Störzeile: Faltenzählen
■ Ab wann eigentlich soll man gegen das Älterwerden anklopfen?
Es ist ja nicht so, daß das Älterwerden keine Vorteile hätte. Die Lebenserfahrung bietet üppigen Erzählstoff, und von pubertierenden Aufreißern gesiezt zu werden, kann durchaus Spaß machen. Nur das mit dem Doppelkinn und den Falten ist nicht schön. Plötzlich wuchert der Körper an Stellen, von deren Existenz man bisher kaum etwas wußte – an den Oberschenkelaußenseiten und an dem Weichteil, das unter dem Unterkiefer hängt. Und das, was man selbst bisher als Ausdruck einer humorvollen Persönlichkeit sah, signalisiert anderen: „Die hat Falten, die wird alt.“
Doch älter ist noch lange nicht alt und zudem subjektiv. „Man ist so jung, wie man sich fühlt“, wußte schon Freddy Quinn zu berichten, und das zu einem Zeitpunkt, als er der Doppelkinn-Generation bereits angehört haben müßte. Doch wie soll frau sich fühlen, die sich in der Blüte ihrer Jugend wähnt und von Mutter zum 26ten Geburtstag mit einer Augencreme bedacht wird? Über den Schock, sich ab sofort allabendlich die Augenränder mit dieser fetthaltigen Substanz beklopfen zu müssen – „bloß nicht reiben, das gibt Falten“– helfen auch Hinweise wie: „Alle jungen Mädchen benutzen so was“kaum hinweg. Ab wann soll man gegen das Älterwerden anklopfen?

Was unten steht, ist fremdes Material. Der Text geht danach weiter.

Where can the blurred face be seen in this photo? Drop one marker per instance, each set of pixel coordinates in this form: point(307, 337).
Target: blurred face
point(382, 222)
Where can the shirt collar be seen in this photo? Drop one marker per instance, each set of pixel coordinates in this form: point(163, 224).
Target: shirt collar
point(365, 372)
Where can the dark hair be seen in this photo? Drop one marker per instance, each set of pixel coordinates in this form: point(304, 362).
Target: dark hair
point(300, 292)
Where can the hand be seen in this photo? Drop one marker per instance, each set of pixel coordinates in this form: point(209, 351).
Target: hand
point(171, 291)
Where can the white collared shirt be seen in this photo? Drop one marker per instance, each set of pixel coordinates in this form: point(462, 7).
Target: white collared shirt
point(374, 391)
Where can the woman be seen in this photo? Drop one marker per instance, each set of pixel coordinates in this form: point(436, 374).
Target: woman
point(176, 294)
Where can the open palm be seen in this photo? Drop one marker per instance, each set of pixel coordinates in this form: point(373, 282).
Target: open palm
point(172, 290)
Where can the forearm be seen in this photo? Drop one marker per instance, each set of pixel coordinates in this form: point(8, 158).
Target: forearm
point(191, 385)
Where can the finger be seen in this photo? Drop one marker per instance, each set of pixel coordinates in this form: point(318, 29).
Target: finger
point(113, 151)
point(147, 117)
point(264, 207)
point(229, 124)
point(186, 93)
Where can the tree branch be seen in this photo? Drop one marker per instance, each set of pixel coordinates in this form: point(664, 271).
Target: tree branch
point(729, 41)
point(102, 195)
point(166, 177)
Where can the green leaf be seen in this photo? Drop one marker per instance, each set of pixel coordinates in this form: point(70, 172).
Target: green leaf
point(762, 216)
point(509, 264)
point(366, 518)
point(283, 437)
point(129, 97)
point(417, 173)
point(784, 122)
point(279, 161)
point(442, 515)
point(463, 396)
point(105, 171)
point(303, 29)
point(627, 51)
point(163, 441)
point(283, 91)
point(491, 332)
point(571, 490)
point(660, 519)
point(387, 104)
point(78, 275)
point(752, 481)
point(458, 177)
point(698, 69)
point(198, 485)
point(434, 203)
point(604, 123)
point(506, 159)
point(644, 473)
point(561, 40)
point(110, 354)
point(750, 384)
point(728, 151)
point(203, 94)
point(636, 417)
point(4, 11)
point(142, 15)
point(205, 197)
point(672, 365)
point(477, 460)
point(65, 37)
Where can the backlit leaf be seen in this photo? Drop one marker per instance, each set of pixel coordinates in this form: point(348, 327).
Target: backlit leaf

Der Verfallsprozeß fängt schließlich schon im Babyalter an. Und spätestens mit zwölf Jahren, so will es die Kosmetikindustrie, muß sich diesem Fatum gestellt werden. Plötzlich darf man sich nicht mehr unbekümmert zu seinen Gesichtsrötungen bekennen, sondern soll diese gefälligst mit Clearasil bekämpfen. Und ist dieser Kampf bestanden, soll dieselbe Haut, eben noch zu fettig und deshalb pickelig, über Nacht plötzlich zu trocken und deshalb runzlig werden.
Die einzige ästhetisch annehmbare Hautbeschaffenheit ist die des berüchtigten Baby-Popos, und selbst der verliert seine zarte Glätte bekanntlich nach wenigen Monaten. Die Schönheit hat man also schon in einem Alter eingebüßt, in dem einem noch nicht einmal der Begriff geläufig ist. Und so besehen kann man sich das lebenslange Schmieren dann wirklich gleich sparen.